A top Democratic official touring Ohio’s capital city gave little feedback Thursday on how she felt about the city’s potential to host the party’s 2016 presidential convention other than making one assessment: The ice cream is good.
Asked what surprised her most about the city, chief executive officer of the Democratic National Committee Amy Dacey said her love for locally made Jeni’s Splendid Ice Creams.
“I didn’t know that before I got here, but I am addicted to salted caramel,” Dacey told news reporters.
Logistics and financing for the event will outweigh the dessert in the party’s decision making, but Dacey did not have much to say on how the city measured up.
“It’s too early in the process really to comment on that,” she said at a news conference in Columbus, where she was joined by state and city leaders.
Dacey was among the DNC’s technical advisory group on a two-day site visit to the city.
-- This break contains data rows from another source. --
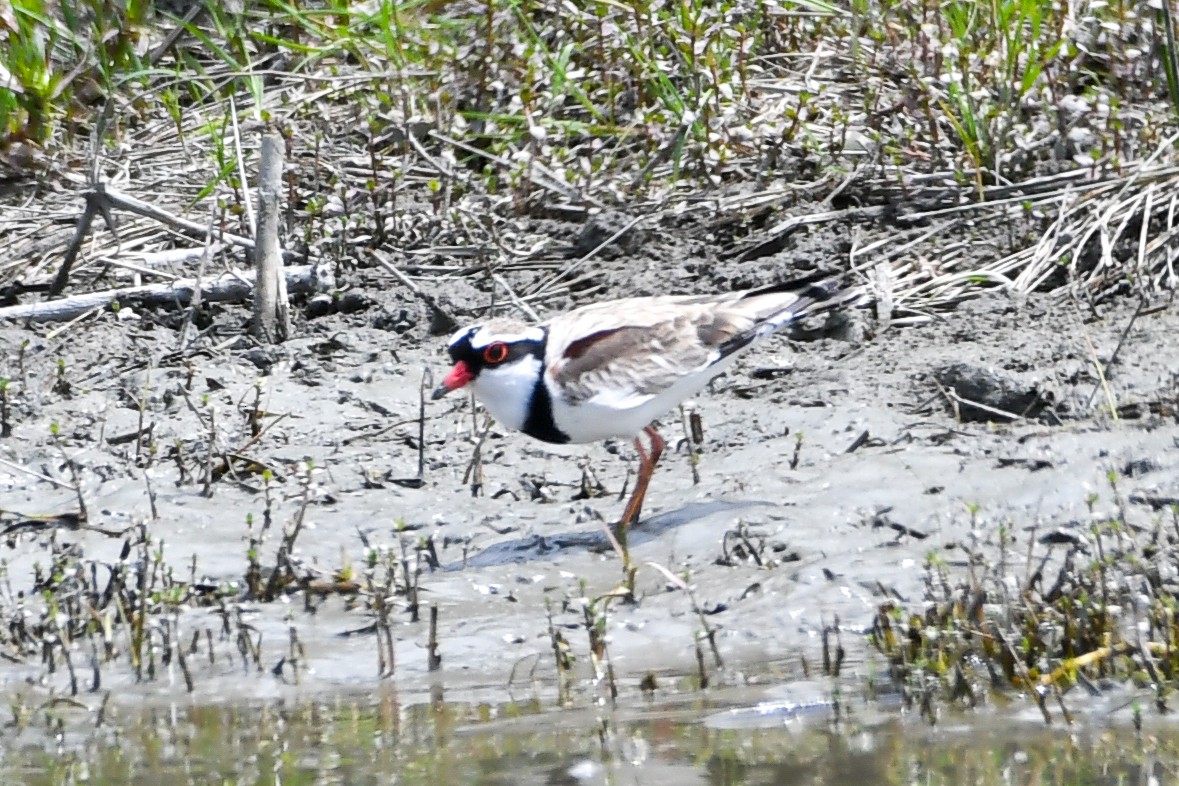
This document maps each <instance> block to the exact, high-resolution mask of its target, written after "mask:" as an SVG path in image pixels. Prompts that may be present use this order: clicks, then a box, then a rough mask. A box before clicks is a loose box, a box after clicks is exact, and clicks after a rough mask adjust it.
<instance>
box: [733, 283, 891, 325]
mask: <svg viewBox="0 0 1179 786" xmlns="http://www.w3.org/2000/svg"><path fill="white" fill-rule="evenodd" d="M775 295H777V296H779V297H780V298H782V299H783V302H782V304H780V306H779V308H777V309H775V310H773V311H772V312H770V313H769V315H766V316H765V318H764V319H765V321H764V323H763V326H764V328H768V329H769V330H771V331H772V330H777V329H778V328H783V326H785V325H789V324H790V323H792V322H797V321H799V319H803V318H804V317H809V316H811V315H815V313H822V312H824V311H831V310H834V309H841V308H843V309H854V308H857V306H861V305H864V304H865V303H868V300H869V295H868V290H867V289H864V288H863V286H859V285H856V286H844V285H843V284H842V283H841V282H839V280H837V279H834V278H828V279H824V280H818V282H814V283H810V284H805V285H802V286H798V285H797V284H776V285H773V286H766V288H764V289H759V290H753V291H751V292H749V293H746V295H745V297H746V298H755V297H764V296H775Z"/></svg>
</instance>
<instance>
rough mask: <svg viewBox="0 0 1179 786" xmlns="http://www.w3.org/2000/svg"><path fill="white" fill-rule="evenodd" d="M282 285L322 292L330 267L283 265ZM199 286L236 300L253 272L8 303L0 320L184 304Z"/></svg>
mask: <svg viewBox="0 0 1179 786" xmlns="http://www.w3.org/2000/svg"><path fill="white" fill-rule="evenodd" d="M283 273H284V277H285V279H286V288H288V289H289V290H290V291H291V292H296V293H310V292H323V291H327V290H330V289H332V288H334V286H335V278H334V276H332V275H331V269H330V267H329V266H327V265H302V266H298V267H284V269H283ZM198 288H199V290H200V297H202V299H204V300H206V302H217V303H239V302H243V300H245V299H246V298H249V297H250V295H251V293H252V292H253V272H252V271H250V272H241V273H225V275H224V276H222V277H220V278H217V279H213V280H210V282H205V283H202V284H199V285H198V283H197V282H196V280H195V279H191V278H182V279H178V280H174V282H169V283H164V284H147V285H144V286H126V288H123V289H113V290H104V291H101V292H88V293H86V295H75V296H73V297H66V298H61V299H59V300H46V302H44V303H28V304H25V305H11V306H7V308H2V309H0V321H4V319H24V321H28V322H64V321H66V319H73V318H74V317H78V316H79V315H83V313H85V312H86V311H90V310H92V309H105V308H108V306H111V305H112V304H114V303H118V304H119V305H120V306H127V305H139V306H143V308H159V306H184V305H187V304H189V303H190V302H191V300H192V297H193V295H195V292H196V291H197V289H198Z"/></svg>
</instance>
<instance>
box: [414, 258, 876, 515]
mask: <svg viewBox="0 0 1179 786" xmlns="http://www.w3.org/2000/svg"><path fill="white" fill-rule="evenodd" d="M862 295H863V293H862V291H861V290H859V289H858V288H841V286H839V284H838V283H837V282H835V280H830V279H828V280H821V282H815V283H809V284H805V285H799V284H798V283H793V284H789V283H786V284H776V285H771V286H764V288H759V289H751V290H742V291H735V292H726V293H722V295H703V296H693V295H686V296H684V295H680V296H676V295H671V296H648V297H630V298H623V299H615V300H606V302H601V303H592V304H588V305H584V306H581V308H578V309H574V310H573V311H567V312H565V313H560V315H558V316H554V317H552V318H551V319H548V321H546V322H542V323H539V324H527V323H523V322H519V321H516V319H509V318H492V319H488V321H487V322H482V323H479V324H474V325H469V326H466V328H461V329H459V330H457V331H456V332H455V333H454V335H453V336H452V337H450V339H449V343H448V346H447V351H448V352H449V356H450V359H452V362H453V363H454V365H453V366H452V369H450V371H449V372H448V374H447V375H446V377H444V378H443V379H442V383H441V384H440V385H439V387H437V388H436V389H435V390H434V392H433V395H432V398H433V399H434V401H437V399H439V398H442V397H443V396H446V395H447V394H449V392H453V391H455V390H461V389H465V388H469V389H470V390H472V391H473V392H474V396H475V398H476V399H477V401H479V402H480V403H482V404H483V407H486V408H487V410H488V411H489V412H490V414H492V416H493V417H494V418H495V420H496V421H498V422H499V423H501V424H502V425H503V427H506V428H508V429H512V430H515V431H522V432H525V434H527V435H528V436H531V437H534V438H536V440H541V441H542V442H548V443H555V444H567V443H588V442H598V441H601V440H607V438H612V437H625V438H631V437H633V438H634V447H635V450H637V451H638V455H639V473H638V477H637V480H635V484H634V490H633V493H632V494H631V497H630V500H628V501H627V503H626V508H625V509H624V511H623V516H621V519H620V520H619V521H618V523H617V524H615V530H619V531H625V530H626V528H628V527H632V526H635V524H638V522H639V516H640V514H641V510H643V503H644V500H645V497H646V493H647V486H648V484H650V482H651V477H652V475H653V474H654V469H656V465H657V464H658V463H659V458H660V456H661V455H663V453H664V449H665V448H666V442H664V440H663V437H660V436H659V432H658V431H657V430H656V428H654V425H653V422H654V421H656V420H657V418H658V417H660V416H661V415H664V414H666V412H667V411H668V410H671V409H673V408H674V407H677V405H678V404H679V403H681V402H683V401H684V399H686V398H690V397H692V396H694V395H696V394H698V392H699V391H700V390H703V389H704V387H705V385H707V384H709V382H711V381H712V379H713V378H714V377H717V376H718V375H719V374H722V372H723V371H725V370H726V369H727V368H729V366H730V365H731V364H732V363H733V361H736V359H737V357H738V355H740V354H742V352H743V351H744V350H746V349H749V348H750V346H752V345H753V344H756V343H758V342H760V341H762V339H764V338H765V337H768V336H770V335H771V333H773V332H775V331H777V330H779V329H782V328H785V326H788V325H790V324H793V323H796V322H798V321H799V319H802V318H804V317H806V316H810V315H814V313H818V312H822V311H828V310H831V309H835V308H837V306H841V305H848V304H855V303H856V302H857V300H858V299H859V298H861V297H862ZM641 434H645V435H646V436H647V440H648V448H647V449H644V445H643V441H641V440H640V435H641Z"/></svg>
The group got a driving tour of Columbus and saw its convention center, Nationwide Arena, science museum and other locations key to the city’s bid. They also met with business and labor groups, as well as progressive leaders.
The stop was part of the party’s evaluation process that includes trips to each of the five cities still under consideration for the Democratic convention. The others are Birmingham, Alabama; Philadelphia; Phoenix; and New York City’s Brooklyn.
The DNC is expected to choose a host city late this year or early in 2015.
Columbus is the only Ohio contender after Cleveland dropped its bid last month, having won the backing of a Republican National Committee panel to host that convention in 2016.
Dacey would only say she would take the GOP’s decision into account in assessing all five locations.
Ohio has gone with the winning presidential candidate in every election after John F. Kennedy reached the White House without carrying Ohio in 1960; no Republican has ever taken the White House without the state.
Columbus Mayor Michael Coleman said the Ohio capital has the facilities, abilities and politics to host the Democratic Party’s presidential convention.
“We are able to help deliver Ohio,” he said. “I think Democrats could still win Ohio without being in Columbus. However, it certainly does help when they have a convention of this size in the state of Ohio in the city of Columbus.”